Verb > Mollify

Verb – Mollify

This word has Latin roots that mean “to make soft.”

We hardly ever use the literal sense of this word: “to make soft,” as in “to mollify rough hair.” Here’s Sylvia Plath: “Water mollifies the flint lip, And daylight lays its sameness on the wall.”

Most of the time, we use this word figuratively. To mollify angry people is to soften their hearts or soften their moods: to make them calmer and more peaceful.

Pronunciation:
MALL if eye

Part of speech:
Verb, the transitive kind: things mollify people, or people mollify other people.

Other forms:
mollified, mollifying, mollifyingly, mollifier(s), mollification

How to use it:
Pick the word “mollify” when you’re talking about soothing people who are angry, bitter, or hurt–regardless of intention. That is, you might mollify people because you truly want to help them, or because you need them to hush up or fall in line.

Talk about people, words, actions, offerings and so on that mollify people–either individuals (“her profuse apologies mollified Effie”) or groups (“the new legislation mollified advocates for gun control”).

Often we mollify people with something (“she mollified them with a compromise”) or we mollify people by doing something (“she mollified them by agreeing to a compromise”).
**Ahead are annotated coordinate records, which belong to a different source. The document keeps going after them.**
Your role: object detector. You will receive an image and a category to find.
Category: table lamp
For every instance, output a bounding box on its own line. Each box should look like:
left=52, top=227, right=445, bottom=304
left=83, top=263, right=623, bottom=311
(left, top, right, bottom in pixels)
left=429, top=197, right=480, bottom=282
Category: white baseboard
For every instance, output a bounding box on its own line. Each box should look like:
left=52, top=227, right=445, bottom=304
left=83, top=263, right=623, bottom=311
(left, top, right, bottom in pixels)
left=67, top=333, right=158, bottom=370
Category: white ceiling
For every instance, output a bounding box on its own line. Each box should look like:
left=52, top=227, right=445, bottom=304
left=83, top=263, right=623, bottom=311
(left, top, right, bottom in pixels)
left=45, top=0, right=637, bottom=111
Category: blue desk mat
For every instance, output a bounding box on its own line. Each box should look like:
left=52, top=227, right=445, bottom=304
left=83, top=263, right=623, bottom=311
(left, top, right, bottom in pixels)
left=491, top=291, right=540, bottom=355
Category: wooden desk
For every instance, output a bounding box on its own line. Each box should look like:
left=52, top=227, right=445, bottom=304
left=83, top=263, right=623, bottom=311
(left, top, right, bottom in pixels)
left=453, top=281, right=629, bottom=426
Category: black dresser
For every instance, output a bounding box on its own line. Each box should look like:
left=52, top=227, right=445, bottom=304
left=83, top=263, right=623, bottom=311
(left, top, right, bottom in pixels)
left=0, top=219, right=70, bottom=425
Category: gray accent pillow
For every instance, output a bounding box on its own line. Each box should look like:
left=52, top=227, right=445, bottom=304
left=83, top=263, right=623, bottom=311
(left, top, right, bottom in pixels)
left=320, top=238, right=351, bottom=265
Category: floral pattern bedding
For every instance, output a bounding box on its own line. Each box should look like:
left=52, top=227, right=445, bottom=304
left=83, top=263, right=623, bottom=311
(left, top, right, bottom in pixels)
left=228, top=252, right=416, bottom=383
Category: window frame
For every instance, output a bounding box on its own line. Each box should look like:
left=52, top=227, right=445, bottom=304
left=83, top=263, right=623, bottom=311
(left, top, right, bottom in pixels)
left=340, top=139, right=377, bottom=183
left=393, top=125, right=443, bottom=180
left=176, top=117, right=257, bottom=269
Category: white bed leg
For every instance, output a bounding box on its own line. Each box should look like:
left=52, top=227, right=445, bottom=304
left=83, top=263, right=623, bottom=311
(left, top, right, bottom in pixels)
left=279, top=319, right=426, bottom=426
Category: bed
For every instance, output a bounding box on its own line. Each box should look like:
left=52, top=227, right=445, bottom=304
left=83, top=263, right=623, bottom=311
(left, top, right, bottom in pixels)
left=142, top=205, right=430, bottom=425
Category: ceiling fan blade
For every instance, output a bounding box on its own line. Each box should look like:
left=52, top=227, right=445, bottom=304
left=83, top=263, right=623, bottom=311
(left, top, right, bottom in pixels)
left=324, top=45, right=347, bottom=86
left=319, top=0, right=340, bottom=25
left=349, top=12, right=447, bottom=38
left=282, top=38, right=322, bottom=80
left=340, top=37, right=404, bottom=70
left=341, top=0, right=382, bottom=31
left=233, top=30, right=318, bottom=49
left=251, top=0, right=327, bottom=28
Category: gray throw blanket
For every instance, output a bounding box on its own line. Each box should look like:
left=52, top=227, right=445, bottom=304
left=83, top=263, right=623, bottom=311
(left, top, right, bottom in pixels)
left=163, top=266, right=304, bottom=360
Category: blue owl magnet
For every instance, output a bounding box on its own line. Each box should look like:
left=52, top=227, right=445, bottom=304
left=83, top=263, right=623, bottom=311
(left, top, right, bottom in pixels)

It’s a good thing if you can mollify someone, but since that’s not always possible, we often use the word “mollify” negatively: “the promise failed to mollify the protesters,” “the voters won’t be mollified by these vague assurances,” “the staff tried, unsuccessfully, to mollify him with a glazed donut.”

examples:
“I was too tired to care about Oliver and in a detached, exhausted way I heard him resentfully banging the parts of the cot together. We rubbed along for a couple of weeks: me mollifying him with flattery and good food, him quoting the Bible and strumming his guitar.”
— Cora Coleman, Nobody’s Child, 2007

“Krum was looking more and more suspicious.
‘How do you know Gregorovitch made my vand?’
‘I … I read it somewhere, I think,’ said Harry. ‘In a – a fan magazine,’ he improvised wildly and Krum looked mollified.”